By sheer coincidence — that’s God acting anonymously — the Old Testament lesson from the Book of Proverbs this morning tells us that wisdom is a mighty handy resource about now and, what is more, surprise, wisdom is a woman.
“The Lord created me at the beginning of his work,” she says [Prov 8.22]. Which is to say that she, wisdom, was there when God made the heaven, the sea, the earth. It was as if God needed a woman’s imagination to help make them, a woman’s eye to make sure they were made right, a woman’s spirit by which to measure their beauty. Wisdom is not only a matter of the mind, but of the intuition and of the heart where imagination, discernment, and spirit become the very blueprint of its dimensions. [Fred Buechner said it in Whistling in the Dark, Harper & Row, p 112, 1988]
Wisdom — imagination, discernment, spirit. Imagination to continue to create what has never happened before. Discernment to continue to evaluate our times and our place within them, remembering Karl Barth, the great Swiss theologian, who admonished every Christian to keep the Bible in one hand and the daily news in the other.
Imagination, discernment, and the Spirit to reopen ourselves to a servanthood energized, shaped, and emboldened to breach old boundaries. We must continue to pray for and adopt an empowering innerness and an explosive outwardness. One is the intensive energy of galvanizing commitment, the other, the extensive power of lavish inclusiveness that embraces the whole of humanity in a geography without boundaries [cf Bennett Sims, Servanthood: Leadership for the Third Millennium, Cowley, 1997, p 66].
You know, by the grace of God, we may well have been prophetic. And now by that same grace, we must become thoughtfully pastoral. Our parishes, where the rubber meets the road, must become well-equipped to assume the stole of servant leadership Jesus calls us to. We cannot rest in the false security of religion and so-called orthodoxy as would so many, even the well-intentioned.
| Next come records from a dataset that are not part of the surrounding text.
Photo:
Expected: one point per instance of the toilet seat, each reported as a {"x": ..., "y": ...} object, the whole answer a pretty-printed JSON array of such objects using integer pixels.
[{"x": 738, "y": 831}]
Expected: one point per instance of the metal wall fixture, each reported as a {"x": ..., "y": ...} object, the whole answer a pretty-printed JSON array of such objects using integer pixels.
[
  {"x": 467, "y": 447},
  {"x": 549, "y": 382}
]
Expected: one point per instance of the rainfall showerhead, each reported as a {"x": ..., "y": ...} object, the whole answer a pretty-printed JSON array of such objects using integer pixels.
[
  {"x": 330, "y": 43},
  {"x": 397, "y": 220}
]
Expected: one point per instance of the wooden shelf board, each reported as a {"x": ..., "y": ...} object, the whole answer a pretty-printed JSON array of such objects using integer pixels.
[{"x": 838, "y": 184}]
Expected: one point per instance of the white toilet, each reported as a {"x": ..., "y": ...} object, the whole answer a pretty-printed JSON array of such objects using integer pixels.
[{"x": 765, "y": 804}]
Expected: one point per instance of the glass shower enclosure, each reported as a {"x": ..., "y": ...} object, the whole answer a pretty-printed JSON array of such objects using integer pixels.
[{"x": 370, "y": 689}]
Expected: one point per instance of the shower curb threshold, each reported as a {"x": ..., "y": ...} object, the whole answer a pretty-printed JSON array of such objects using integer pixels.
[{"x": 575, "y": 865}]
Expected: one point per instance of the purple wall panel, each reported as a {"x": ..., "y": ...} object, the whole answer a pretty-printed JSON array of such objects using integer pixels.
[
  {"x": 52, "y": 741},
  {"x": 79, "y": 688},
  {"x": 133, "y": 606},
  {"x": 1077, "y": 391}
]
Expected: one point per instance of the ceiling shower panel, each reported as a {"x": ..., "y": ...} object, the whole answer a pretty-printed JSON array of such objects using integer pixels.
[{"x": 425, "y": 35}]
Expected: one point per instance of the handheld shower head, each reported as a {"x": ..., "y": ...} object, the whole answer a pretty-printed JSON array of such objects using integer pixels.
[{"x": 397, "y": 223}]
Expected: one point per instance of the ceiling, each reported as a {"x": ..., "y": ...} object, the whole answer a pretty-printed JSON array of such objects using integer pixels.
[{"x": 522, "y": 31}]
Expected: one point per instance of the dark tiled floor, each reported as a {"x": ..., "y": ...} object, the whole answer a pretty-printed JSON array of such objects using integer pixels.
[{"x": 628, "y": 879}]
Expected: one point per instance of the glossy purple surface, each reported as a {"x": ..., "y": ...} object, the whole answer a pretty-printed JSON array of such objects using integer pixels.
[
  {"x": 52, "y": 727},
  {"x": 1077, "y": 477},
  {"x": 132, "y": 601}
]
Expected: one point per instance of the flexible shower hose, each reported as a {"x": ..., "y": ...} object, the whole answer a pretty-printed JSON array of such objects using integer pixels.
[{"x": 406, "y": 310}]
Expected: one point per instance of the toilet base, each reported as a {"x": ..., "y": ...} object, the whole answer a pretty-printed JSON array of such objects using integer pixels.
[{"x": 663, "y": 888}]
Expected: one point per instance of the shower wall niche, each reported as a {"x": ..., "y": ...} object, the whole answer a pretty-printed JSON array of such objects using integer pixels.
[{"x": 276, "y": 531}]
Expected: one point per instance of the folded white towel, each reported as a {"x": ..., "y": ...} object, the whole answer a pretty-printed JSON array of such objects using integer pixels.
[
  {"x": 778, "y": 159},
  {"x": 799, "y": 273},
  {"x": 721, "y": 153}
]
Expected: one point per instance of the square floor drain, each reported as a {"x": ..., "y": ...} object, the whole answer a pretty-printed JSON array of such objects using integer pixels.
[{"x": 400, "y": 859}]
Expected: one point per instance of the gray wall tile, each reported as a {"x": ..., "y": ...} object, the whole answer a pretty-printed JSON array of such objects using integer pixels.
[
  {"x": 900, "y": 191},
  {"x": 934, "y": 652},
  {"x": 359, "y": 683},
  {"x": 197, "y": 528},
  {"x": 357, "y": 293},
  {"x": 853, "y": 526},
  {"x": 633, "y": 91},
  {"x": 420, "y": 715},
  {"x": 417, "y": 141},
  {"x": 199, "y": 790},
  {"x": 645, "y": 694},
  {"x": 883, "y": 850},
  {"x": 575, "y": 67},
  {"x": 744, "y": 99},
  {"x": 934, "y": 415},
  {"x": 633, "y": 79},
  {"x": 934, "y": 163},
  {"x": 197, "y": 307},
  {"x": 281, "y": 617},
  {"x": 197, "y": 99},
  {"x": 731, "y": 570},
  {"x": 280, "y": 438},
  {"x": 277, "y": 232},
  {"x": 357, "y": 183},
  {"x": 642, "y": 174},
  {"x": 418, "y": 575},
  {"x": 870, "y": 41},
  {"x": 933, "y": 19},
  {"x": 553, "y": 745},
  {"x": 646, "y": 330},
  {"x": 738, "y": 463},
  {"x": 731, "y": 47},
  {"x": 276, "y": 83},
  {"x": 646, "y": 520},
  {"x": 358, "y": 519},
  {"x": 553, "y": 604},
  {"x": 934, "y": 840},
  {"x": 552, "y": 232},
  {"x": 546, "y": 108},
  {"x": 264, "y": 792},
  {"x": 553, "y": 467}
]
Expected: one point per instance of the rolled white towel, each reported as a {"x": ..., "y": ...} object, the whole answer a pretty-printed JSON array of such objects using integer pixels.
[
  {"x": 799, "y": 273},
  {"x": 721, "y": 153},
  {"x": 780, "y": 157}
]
Several other denominations have been stalling for years on what we are now affirming. Everyone should be welcomed. No one should be content with second-class citizenship and excluded from leadership. There is no room for pretense, least of all in the church.
We as Christians need to get past this enervating debate so that we can move on to other pressing issues that require the churches’ attention, such as the growing gap between the rich and the poor — about which Jesus did have something very clear to say.
Our church has refreshingly and deliberately come to a decision about the nagging questions that have paralyzed so many other churches. Unlike many of our fellows and leaders, I am proud of our church and that I am an Episcopalian, for together with you and you and you, I am that church. And I am not equivocating or preaching any eulogies or draping any black crepe over that proud fact.
Let us continue to embrace that selfless risk of faith and love, peace and justice, and to care for the wounded, feed the hungry, and show compassion to the brokenhearted and to the broken-spirited, perhaps any of those who’ve hung out the black crepe, as well. As Bishop Gene Robinson reminds us so often, “We’re all going to heaven… so lighten up. And, as well, for those who despise us, love ‘em, anyway.”